The net loss was a thumping $3.52m, worse than the $1.8m recorded a year ago and $2.4m last quarter. You can literally see the revenue air leaking out of this boat and the red ink-stained water pouring in.

What did management have to say? “The decrease is primarily attributable to a decrease in custom development revenue as well as an expected decrease from our OEM SPHiNX product.”

In the earnings call CEO Rick Coleman said: "HP's decision in the second quarter of 2014 to replace our OEM SPHiNX product with its own product ... was a surprise to us and it's had a severe impact on what was millions of dollars of quarterly revenue for us."

Mark Hood, EVP of corporate development, said the StrongBox offering was now stronger than ever, with broader applicability than its original archive focus. It could be used, for example, by NetApp customers to defer a costly migration to ONTAP v8.

He says StrongBox will become "the premier provider of performance-defined storage" — there's optimism for you.

Could StrongBox sales grow?

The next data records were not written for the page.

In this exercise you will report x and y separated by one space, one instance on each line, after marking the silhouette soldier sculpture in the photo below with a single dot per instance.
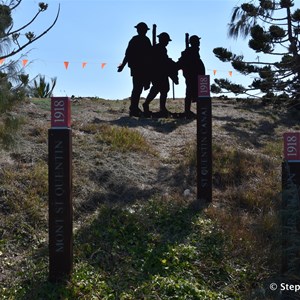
191 65
162 67
137 56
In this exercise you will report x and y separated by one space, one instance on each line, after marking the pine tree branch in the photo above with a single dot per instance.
14 52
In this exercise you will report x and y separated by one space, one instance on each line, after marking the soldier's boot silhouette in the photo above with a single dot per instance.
163 110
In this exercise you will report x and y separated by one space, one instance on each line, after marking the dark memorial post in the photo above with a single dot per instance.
204 142
290 267
60 191
291 207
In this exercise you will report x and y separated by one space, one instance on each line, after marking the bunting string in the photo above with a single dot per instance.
104 64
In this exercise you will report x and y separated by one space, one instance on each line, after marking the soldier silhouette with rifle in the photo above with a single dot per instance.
191 65
162 67
137 56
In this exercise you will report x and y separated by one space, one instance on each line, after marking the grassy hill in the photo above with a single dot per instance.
136 232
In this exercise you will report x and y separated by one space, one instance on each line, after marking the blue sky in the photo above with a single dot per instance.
98 32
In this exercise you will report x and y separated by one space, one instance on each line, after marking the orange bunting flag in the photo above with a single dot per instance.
24 62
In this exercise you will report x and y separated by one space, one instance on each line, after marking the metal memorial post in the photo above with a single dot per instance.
60 191
291 206
204 142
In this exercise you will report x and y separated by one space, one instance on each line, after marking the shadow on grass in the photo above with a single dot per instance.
163 125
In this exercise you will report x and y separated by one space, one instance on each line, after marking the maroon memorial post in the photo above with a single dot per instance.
291 206
204 142
60 191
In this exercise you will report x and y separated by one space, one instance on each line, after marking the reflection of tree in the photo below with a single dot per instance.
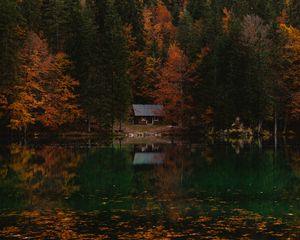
47 171
169 180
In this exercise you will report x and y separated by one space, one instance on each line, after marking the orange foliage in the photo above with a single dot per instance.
291 72
44 91
158 26
172 79
136 61
59 104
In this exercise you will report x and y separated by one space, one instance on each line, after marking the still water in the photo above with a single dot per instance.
150 191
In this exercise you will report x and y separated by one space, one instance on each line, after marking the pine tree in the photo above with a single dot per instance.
115 59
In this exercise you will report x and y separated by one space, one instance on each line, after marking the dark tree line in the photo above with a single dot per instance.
206 61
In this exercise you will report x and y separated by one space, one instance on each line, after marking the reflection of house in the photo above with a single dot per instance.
147 114
148 155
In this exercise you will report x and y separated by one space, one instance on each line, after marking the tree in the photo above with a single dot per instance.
11 36
44 92
59 105
53 17
115 59
173 80
254 37
290 73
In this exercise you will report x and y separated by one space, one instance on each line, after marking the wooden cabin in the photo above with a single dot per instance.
148 114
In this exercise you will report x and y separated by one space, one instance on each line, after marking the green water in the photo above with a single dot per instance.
150 191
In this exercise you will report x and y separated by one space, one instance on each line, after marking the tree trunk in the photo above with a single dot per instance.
285 124
120 126
275 130
259 127
89 124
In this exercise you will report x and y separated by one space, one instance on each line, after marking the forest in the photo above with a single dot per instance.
66 63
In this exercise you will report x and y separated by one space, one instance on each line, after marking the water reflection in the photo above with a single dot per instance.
150 191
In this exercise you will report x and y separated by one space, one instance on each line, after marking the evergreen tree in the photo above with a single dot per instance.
115 60
53 21
11 35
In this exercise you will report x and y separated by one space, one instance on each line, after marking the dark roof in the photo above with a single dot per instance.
148 110
148 158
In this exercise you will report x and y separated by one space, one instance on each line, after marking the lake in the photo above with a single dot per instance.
150 191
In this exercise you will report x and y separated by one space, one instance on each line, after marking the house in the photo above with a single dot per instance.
148 114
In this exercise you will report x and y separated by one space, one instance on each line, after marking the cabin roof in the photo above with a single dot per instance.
148 110
148 158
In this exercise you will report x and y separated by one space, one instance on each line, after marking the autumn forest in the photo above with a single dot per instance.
65 63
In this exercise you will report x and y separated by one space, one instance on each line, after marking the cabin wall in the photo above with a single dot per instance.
147 120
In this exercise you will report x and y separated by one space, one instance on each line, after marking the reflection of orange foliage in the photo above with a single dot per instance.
55 165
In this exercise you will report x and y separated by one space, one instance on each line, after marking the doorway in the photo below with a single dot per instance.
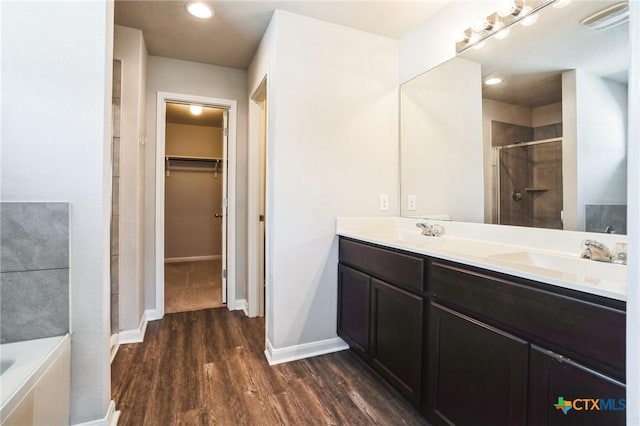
195 199
195 189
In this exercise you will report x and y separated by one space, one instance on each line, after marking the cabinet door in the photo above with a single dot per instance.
353 309
590 398
477 373
396 337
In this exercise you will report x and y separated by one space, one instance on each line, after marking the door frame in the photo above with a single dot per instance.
232 107
253 200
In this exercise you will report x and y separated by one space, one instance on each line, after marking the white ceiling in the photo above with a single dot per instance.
531 60
232 36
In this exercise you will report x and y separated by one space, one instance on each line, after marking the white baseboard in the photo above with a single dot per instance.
114 345
192 258
305 350
137 334
241 304
152 315
110 419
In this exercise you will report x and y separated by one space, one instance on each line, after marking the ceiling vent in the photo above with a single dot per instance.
608 18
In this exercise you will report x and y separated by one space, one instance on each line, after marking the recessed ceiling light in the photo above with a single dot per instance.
529 19
200 10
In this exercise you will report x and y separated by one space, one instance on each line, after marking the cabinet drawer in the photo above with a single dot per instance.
397 268
586 330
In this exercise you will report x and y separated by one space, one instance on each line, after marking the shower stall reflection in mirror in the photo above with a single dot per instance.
528 184
195 199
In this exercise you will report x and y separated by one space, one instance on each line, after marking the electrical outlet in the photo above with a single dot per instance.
411 202
384 202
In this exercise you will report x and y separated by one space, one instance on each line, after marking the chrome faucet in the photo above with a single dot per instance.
431 230
596 250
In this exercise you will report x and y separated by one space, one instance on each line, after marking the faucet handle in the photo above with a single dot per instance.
619 253
437 230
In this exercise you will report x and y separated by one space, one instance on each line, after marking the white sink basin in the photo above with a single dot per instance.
588 269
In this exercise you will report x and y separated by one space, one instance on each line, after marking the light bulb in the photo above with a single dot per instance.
501 32
200 10
509 7
479 45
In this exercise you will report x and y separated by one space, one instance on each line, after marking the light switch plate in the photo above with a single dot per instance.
411 202
384 202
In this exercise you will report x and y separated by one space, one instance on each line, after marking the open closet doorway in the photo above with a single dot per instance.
195 189
195 163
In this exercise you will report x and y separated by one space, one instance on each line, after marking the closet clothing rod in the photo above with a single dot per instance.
540 142
192 158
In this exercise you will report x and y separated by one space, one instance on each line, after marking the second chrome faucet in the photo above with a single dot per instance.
431 230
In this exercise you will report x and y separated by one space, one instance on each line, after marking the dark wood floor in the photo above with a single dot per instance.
208 368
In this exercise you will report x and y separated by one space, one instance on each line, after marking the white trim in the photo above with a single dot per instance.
136 335
305 350
253 195
152 315
114 345
192 258
232 106
241 304
110 419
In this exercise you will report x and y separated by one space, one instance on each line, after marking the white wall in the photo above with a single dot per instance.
333 101
547 114
441 132
433 42
191 78
130 48
633 225
56 146
594 146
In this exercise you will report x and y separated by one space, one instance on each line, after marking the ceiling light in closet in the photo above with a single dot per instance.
200 10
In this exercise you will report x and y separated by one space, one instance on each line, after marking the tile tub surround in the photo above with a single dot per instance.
34 270
486 246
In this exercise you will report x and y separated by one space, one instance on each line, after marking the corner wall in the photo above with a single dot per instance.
333 98
56 146
130 49
191 78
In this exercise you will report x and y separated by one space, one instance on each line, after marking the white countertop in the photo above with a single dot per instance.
548 256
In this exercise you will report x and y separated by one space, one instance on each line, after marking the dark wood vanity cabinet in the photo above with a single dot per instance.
469 346
477 373
354 293
552 376
396 337
380 312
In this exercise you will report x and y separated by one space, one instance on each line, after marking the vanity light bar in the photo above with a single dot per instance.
500 21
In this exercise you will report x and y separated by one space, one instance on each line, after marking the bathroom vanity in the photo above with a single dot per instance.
471 340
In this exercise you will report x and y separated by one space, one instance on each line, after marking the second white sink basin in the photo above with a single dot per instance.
590 269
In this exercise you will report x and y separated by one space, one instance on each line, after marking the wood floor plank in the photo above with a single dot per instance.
208 368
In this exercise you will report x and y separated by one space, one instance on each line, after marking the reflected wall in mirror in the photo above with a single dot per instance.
546 147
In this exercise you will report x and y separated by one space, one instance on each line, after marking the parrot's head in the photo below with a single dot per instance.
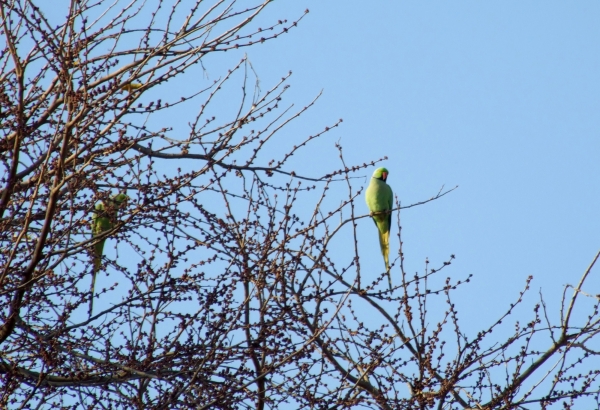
381 173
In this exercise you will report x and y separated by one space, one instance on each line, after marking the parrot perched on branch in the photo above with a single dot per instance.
379 199
103 219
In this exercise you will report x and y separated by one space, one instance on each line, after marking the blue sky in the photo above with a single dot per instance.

Coleman said that's "certainly our hope and our expectation but I am not able to make a forecast. It’s too difficult to predict when we are relying on outside [distribution-led] sales forces."

StrongBox product revenues aren't taking up the slack from the list SPHiNX revenues, hence the IP lawsuits, but these are costing money.

According to the company: “Operating expenses for fiscal Q2 2015 increased twenty-five per cent to $4.5m, compared with $3.6m in the same period a year ago. The increase is attributable to litigation expenses related to the company's ongoing patent infringement lawsuits against NetApp, Oracle, Cisco, Quantum, Huawei and Dot Hill.”

Crossroads is suing several large tech companies for patent infringement, stating that, since 2001, it "has licensed the '972 Patent Family to more than 40 companies and received in excess of $60m in license and settlement revenue".

Coleman said: "The cases that we have against NetApp, Oracle, Cisco, Quantum, and Huawei are all handled on a contingency basis. The cases against Dot Hill and the defense against the Quantum case filed against Crossroads are not on contingency," and Crossroads has to pay the bills for those.

Well, at least those lawyers are earning money.

Comment

Coleman was optimistic about the outcome of the IP lawsuits, and remains "confident that we will recover a fair return on behalf of our shareholders from each and every defendant."

A fair return means this: "Using a reasonable fact-based damages model, we think the litigation recovery with this set of defendants could be worth in excess of $200m. For a company with a market cap of around $40m, the awards of trial represent significant shareholder value that we intend to pursue relentlessly."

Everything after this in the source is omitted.